Interviewer’s notes:

This joke is a type of Blason Populaire. The humor of the joke plays off of the stereotypes of physicists as precise, engineers as messy, and mathematicians as over -thinkers. It is interesting to note that the informant is in the same field of study of the subjects of the joke which is indicative of why the informant is compelled to proliferate the joke. For the informant, the humor is enhanced by her ability to relate.

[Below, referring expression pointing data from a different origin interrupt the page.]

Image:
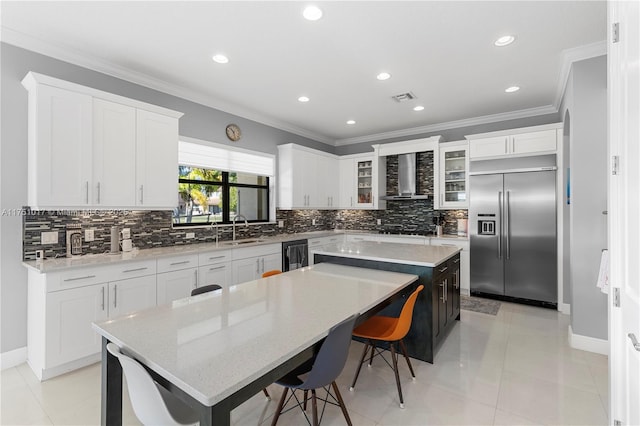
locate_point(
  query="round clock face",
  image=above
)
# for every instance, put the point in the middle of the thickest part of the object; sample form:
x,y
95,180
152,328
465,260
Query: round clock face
x,y
233,132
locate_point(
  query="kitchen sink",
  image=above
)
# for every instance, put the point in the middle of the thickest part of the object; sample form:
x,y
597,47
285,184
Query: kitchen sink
x,y
242,242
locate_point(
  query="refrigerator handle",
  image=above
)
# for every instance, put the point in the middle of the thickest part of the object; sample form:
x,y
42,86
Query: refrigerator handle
x,y
507,225
499,228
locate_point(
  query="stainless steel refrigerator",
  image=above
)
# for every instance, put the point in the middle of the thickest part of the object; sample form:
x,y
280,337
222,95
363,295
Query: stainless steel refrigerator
x,y
512,221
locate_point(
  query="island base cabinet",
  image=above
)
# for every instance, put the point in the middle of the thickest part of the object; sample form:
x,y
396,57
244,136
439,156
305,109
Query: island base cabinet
x,y
68,318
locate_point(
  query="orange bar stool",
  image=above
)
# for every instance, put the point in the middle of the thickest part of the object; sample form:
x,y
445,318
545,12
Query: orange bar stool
x,y
379,329
271,272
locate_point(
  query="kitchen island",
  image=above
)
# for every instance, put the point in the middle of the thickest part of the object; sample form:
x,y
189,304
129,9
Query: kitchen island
x,y
438,268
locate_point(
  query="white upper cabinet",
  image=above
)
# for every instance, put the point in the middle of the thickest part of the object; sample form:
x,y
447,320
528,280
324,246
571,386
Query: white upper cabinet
x,y
92,149
307,179
114,154
515,142
156,160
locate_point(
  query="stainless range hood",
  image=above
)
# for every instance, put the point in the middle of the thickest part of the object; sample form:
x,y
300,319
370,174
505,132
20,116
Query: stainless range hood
x,y
406,179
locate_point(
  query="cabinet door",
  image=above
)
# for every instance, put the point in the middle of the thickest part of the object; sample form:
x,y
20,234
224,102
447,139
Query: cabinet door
x,y
175,284
347,183
134,294
364,183
114,154
219,274
60,149
488,147
246,270
271,261
453,180
533,142
156,160
69,334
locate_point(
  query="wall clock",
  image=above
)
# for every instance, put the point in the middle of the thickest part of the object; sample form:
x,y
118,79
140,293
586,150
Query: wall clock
x,y
233,132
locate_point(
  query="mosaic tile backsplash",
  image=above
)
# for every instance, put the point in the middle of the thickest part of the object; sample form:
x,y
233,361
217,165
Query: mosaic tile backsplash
x,y
151,229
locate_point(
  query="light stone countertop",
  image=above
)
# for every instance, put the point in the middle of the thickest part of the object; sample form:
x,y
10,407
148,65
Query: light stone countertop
x,y
214,344
408,254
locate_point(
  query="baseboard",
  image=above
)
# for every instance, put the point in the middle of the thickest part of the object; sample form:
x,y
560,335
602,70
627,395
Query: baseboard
x,y
12,358
586,343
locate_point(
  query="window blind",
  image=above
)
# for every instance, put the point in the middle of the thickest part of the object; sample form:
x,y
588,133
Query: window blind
x,y
220,157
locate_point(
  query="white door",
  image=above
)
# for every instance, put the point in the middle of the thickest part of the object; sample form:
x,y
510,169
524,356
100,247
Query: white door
x,y
624,210
175,284
156,160
62,170
133,294
69,317
114,154
219,274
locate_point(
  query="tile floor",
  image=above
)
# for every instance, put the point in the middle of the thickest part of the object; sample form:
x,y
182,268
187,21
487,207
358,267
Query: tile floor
x,y
513,368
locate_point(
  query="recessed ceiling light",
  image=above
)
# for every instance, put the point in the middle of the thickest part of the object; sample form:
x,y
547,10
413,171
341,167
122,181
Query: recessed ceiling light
x,y
504,40
221,59
312,13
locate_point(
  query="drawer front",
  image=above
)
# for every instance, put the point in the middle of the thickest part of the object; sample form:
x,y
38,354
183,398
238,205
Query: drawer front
x,y
213,257
133,270
175,263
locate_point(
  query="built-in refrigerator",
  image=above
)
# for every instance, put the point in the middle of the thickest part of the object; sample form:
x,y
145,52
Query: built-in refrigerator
x,y
512,229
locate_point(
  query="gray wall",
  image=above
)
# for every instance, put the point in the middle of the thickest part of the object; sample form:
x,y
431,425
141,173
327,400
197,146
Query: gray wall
x,y
586,101
198,122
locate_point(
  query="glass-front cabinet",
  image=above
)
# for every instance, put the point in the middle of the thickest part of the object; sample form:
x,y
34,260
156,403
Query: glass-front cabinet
x,y
453,173
364,183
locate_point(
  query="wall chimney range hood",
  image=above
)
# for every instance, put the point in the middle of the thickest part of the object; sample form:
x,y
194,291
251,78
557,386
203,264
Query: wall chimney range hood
x,y
406,179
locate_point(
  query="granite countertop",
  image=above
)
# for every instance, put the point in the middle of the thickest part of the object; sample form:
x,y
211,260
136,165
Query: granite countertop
x,y
247,328
408,254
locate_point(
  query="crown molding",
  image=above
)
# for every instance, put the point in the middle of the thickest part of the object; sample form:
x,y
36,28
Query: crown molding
x,y
413,131
91,62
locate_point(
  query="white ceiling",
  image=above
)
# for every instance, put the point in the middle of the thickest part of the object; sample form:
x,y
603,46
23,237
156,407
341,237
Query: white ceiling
x,y
442,51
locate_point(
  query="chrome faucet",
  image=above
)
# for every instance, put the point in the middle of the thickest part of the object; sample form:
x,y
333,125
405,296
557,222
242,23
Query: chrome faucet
x,y
236,217
214,225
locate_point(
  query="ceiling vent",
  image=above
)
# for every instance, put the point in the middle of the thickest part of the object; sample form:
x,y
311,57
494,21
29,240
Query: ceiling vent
x,y
404,97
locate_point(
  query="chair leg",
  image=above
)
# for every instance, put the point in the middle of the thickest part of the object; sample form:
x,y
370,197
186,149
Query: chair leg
x,y
276,416
343,407
404,352
364,354
373,350
394,357
314,407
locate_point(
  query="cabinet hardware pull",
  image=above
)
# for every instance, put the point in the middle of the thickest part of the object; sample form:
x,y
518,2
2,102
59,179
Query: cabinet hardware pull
x,y
135,269
634,341
80,278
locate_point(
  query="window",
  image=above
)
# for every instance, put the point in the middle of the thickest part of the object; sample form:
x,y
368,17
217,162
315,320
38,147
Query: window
x,y
208,191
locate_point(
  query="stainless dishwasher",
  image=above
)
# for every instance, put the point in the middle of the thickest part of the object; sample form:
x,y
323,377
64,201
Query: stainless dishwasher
x,y
295,254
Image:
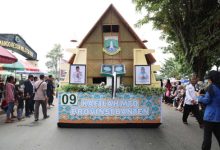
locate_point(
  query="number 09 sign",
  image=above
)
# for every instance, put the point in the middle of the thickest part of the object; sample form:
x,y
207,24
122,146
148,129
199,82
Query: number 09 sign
x,y
69,99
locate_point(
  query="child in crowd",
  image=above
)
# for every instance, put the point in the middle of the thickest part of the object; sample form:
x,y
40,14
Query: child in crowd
x,y
20,98
4,105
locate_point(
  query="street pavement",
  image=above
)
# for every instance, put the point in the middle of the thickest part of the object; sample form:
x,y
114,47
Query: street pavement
x,y
45,135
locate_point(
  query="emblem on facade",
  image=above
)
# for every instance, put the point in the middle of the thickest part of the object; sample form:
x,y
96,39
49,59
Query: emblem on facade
x,y
111,46
17,39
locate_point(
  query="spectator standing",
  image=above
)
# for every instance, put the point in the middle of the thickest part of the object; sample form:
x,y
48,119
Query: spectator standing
x,y
191,102
28,94
20,107
50,90
40,97
168,87
10,98
212,111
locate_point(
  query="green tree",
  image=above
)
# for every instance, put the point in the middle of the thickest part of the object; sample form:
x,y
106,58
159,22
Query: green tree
x,y
174,68
191,27
54,57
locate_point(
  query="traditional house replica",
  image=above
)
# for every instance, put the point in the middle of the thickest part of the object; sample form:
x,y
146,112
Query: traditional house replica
x,y
112,46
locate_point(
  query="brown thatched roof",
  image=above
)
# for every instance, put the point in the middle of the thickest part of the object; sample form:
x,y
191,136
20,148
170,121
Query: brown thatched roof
x,y
149,57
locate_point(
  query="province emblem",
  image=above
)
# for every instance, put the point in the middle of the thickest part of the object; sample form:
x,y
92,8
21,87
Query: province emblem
x,y
111,45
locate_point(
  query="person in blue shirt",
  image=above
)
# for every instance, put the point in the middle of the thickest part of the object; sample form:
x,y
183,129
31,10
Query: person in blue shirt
x,y
212,111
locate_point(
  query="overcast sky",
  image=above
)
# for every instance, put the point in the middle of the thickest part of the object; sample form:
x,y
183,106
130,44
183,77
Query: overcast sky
x,y
43,23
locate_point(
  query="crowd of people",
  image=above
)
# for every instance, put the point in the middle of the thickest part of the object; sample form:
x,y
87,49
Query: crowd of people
x,y
202,100
27,97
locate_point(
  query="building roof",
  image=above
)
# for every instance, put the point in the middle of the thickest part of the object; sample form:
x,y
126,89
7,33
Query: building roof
x,y
149,57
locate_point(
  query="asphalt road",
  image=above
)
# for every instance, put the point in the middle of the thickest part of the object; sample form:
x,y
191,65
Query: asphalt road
x,y
45,135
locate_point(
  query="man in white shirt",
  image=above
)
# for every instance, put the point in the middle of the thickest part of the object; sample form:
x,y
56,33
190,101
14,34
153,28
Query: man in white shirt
x,y
40,97
191,102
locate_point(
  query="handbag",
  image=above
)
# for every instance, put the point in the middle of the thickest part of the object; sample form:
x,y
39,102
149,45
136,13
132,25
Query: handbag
x,y
38,86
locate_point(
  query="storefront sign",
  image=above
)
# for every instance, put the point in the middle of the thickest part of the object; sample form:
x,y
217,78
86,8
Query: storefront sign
x,y
16,43
101,108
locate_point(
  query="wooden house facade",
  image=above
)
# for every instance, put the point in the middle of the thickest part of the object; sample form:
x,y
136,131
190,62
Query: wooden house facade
x,y
110,24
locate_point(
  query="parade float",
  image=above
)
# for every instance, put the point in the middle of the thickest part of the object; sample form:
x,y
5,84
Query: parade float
x,y
111,80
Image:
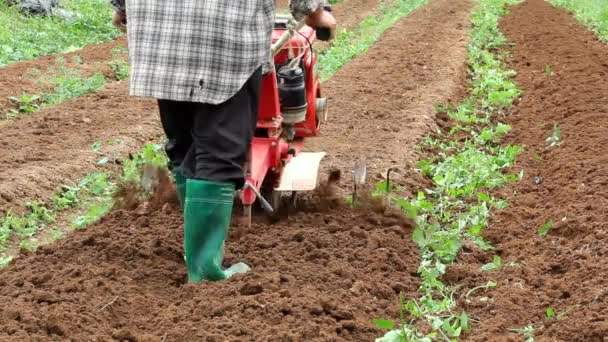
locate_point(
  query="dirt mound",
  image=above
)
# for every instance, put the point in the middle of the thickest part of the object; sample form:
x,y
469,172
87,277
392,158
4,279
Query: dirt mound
x,y
562,70
314,276
317,276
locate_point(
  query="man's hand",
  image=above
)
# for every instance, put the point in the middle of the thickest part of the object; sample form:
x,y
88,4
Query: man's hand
x,y
119,20
322,19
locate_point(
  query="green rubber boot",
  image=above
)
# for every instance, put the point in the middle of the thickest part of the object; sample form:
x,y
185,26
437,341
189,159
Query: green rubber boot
x,y
180,186
207,216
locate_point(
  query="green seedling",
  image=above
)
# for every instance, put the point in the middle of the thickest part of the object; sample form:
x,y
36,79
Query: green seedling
x,y
96,146
29,245
544,229
527,332
494,265
488,285
27,105
349,44
554,139
5,260
120,69
28,37
592,13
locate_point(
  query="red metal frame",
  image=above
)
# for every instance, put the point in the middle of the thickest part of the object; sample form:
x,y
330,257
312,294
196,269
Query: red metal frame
x,y
270,150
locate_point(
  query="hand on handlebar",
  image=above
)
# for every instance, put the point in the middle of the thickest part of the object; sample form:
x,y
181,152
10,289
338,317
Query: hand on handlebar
x,y
325,24
119,20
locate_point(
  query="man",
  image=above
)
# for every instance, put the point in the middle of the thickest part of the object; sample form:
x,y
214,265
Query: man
x,y
202,60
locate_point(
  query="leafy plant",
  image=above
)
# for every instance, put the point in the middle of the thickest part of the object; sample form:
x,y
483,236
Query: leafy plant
x,y
554,139
349,44
27,104
544,229
494,265
527,332
592,13
120,68
5,260
27,37
63,84
458,205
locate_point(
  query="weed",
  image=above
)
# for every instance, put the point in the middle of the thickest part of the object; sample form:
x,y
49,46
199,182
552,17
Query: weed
x,y
29,245
63,83
92,195
554,138
69,83
527,332
544,229
5,260
27,105
56,235
120,68
28,37
349,44
592,13
488,285
496,264
458,206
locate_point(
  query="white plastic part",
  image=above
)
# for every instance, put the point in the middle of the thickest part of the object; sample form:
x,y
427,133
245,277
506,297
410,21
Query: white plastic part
x,y
301,173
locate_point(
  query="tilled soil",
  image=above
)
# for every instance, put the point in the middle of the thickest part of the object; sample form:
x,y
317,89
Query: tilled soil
x,y
566,269
42,152
317,276
382,105
21,77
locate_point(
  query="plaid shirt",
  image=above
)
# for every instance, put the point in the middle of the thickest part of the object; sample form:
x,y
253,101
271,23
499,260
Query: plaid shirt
x,y
199,50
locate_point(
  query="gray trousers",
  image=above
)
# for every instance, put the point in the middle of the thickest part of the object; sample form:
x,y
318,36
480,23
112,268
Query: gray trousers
x,y
212,142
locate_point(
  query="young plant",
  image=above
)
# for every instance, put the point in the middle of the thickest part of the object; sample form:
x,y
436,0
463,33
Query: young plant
x,y
554,138
544,229
496,264
27,105
527,332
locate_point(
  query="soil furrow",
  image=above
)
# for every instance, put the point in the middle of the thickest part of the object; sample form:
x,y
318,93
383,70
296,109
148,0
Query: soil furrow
x,y
317,276
41,151
21,77
562,71
380,119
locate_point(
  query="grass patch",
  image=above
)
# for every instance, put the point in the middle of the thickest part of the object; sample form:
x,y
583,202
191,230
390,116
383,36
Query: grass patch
x,y
25,37
62,83
92,198
349,44
592,13
470,163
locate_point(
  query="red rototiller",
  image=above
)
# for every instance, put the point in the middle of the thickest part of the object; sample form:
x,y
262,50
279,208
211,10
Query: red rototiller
x,y
291,109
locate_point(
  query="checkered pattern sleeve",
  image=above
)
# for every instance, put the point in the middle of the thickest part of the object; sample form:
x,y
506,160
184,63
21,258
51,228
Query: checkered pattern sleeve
x,y
301,8
118,5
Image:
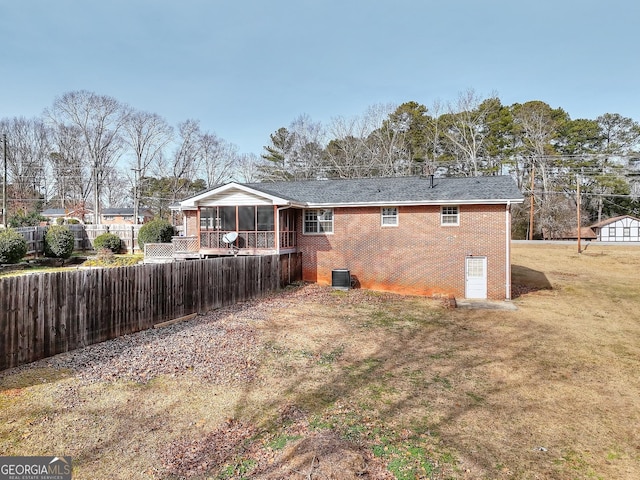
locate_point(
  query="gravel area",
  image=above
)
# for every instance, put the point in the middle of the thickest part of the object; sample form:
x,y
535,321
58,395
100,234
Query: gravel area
x,y
220,347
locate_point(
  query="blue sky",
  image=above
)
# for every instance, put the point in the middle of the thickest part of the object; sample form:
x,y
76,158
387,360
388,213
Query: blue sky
x,y
246,68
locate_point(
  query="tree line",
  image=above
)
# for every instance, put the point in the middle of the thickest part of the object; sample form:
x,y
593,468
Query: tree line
x,y
90,150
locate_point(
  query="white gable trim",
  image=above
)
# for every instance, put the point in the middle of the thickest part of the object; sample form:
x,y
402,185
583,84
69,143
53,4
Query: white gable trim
x,y
231,194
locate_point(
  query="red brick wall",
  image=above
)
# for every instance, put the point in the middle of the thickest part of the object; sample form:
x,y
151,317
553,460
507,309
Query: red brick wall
x,y
419,256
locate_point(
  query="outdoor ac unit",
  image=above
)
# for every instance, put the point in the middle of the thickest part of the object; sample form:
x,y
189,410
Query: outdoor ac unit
x,y
341,279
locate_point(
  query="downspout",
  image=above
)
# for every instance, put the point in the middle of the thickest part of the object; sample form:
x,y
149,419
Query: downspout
x,y
508,250
277,239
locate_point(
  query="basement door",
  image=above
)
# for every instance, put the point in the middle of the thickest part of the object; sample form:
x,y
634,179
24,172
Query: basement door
x,y
476,277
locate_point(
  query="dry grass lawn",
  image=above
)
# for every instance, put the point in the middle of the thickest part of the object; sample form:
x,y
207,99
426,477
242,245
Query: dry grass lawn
x,y
367,385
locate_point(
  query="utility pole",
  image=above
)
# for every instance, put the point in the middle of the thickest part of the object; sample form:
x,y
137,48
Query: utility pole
x,y
4,183
578,204
531,200
136,193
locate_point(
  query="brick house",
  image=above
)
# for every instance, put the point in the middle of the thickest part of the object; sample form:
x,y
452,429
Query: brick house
x,y
416,235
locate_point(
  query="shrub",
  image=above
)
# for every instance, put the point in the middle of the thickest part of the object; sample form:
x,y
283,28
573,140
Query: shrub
x,y
13,246
156,231
109,241
58,242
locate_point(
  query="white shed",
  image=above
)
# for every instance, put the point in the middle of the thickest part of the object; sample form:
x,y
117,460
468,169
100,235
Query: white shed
x,y
624,228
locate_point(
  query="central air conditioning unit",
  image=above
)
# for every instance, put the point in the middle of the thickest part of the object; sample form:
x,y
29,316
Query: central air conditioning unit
x,y
341,279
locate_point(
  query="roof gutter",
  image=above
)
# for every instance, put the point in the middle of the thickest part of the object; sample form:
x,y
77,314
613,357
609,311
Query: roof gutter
x,y
503,201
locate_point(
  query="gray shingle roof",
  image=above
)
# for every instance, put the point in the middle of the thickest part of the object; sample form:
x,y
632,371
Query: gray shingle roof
x,y
394,190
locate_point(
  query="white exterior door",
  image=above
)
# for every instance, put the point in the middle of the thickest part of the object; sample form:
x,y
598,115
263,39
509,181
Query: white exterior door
x,y
476,277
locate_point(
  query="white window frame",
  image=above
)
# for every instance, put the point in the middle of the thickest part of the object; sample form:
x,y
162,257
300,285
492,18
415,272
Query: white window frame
x,y
318,218
446,212
390,214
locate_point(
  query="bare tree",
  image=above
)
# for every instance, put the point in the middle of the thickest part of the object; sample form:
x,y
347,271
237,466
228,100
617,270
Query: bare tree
x,y
349,154
71,173
218,158
147,134
246,168
28,150
181,168
466,131
100,120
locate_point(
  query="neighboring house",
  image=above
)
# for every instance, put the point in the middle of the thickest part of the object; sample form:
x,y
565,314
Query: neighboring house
x,y
624,228
416,235
120,216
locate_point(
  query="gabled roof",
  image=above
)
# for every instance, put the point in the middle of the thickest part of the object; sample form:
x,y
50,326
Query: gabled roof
x,y
378,191
604,223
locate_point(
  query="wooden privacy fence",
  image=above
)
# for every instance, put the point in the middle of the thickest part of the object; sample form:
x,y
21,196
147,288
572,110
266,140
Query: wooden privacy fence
x,y
50,313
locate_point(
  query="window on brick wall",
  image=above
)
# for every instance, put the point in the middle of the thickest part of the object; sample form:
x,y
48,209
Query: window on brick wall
x,y
449,216
389,216
318,220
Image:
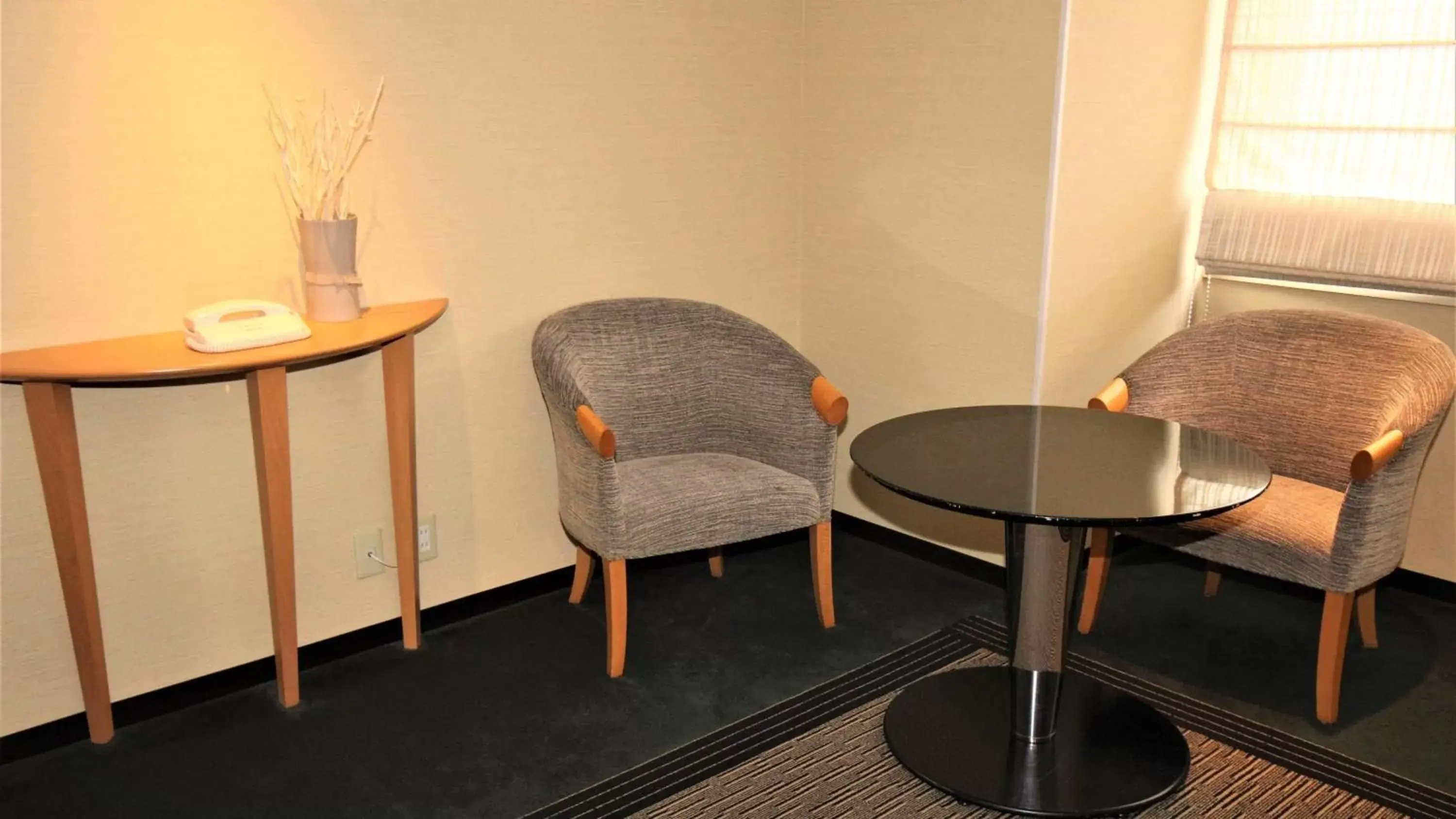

# Student inadvertently solves never-before-solved math problems

My informant told me about a story she heard about a student waking up late and rushing to their final, then frantically trying to finish the three equations on the board. The first two weren’t so bad, but the third was difficult. He finally finished and turned it into the professor only to find out later the third was actually not part of the test. Instead, it was a problem that had as of yet been unsolved. He had figured it out, though. My informant likes it because she thinks it would be cool to accidentally become famous like that and because it relates to one of her favorite movies, Good Will Hunting, since the main character in it easily solves equations no else could.

I like how the story reflects how we believe what we hear; when we are told something is impossible, it will seem much harder in our mind. But when we think something is supposed to be solvable, it may be easier to figure out, even if it’s never been done before. Limitations we place on ourselves are often illusory.

I looked into the story and found that it is actually based in truth. In 1939, George Dantzig arrived late to his graduate statistics class and saw two problems on the board, not knowing they were examples of problems that had never been solved. He thought they were a homework assignment and was able to solve them. He found out the reality six weeks later when his teacher let him know and helped him publish a paper about one of the problems.

Annotation: Cottle, Richard, Ellis Johnson, and Roger Wets. “George B. Dantzig.” Notices of the AMS 54.3 (2007). Web. April 23 2012.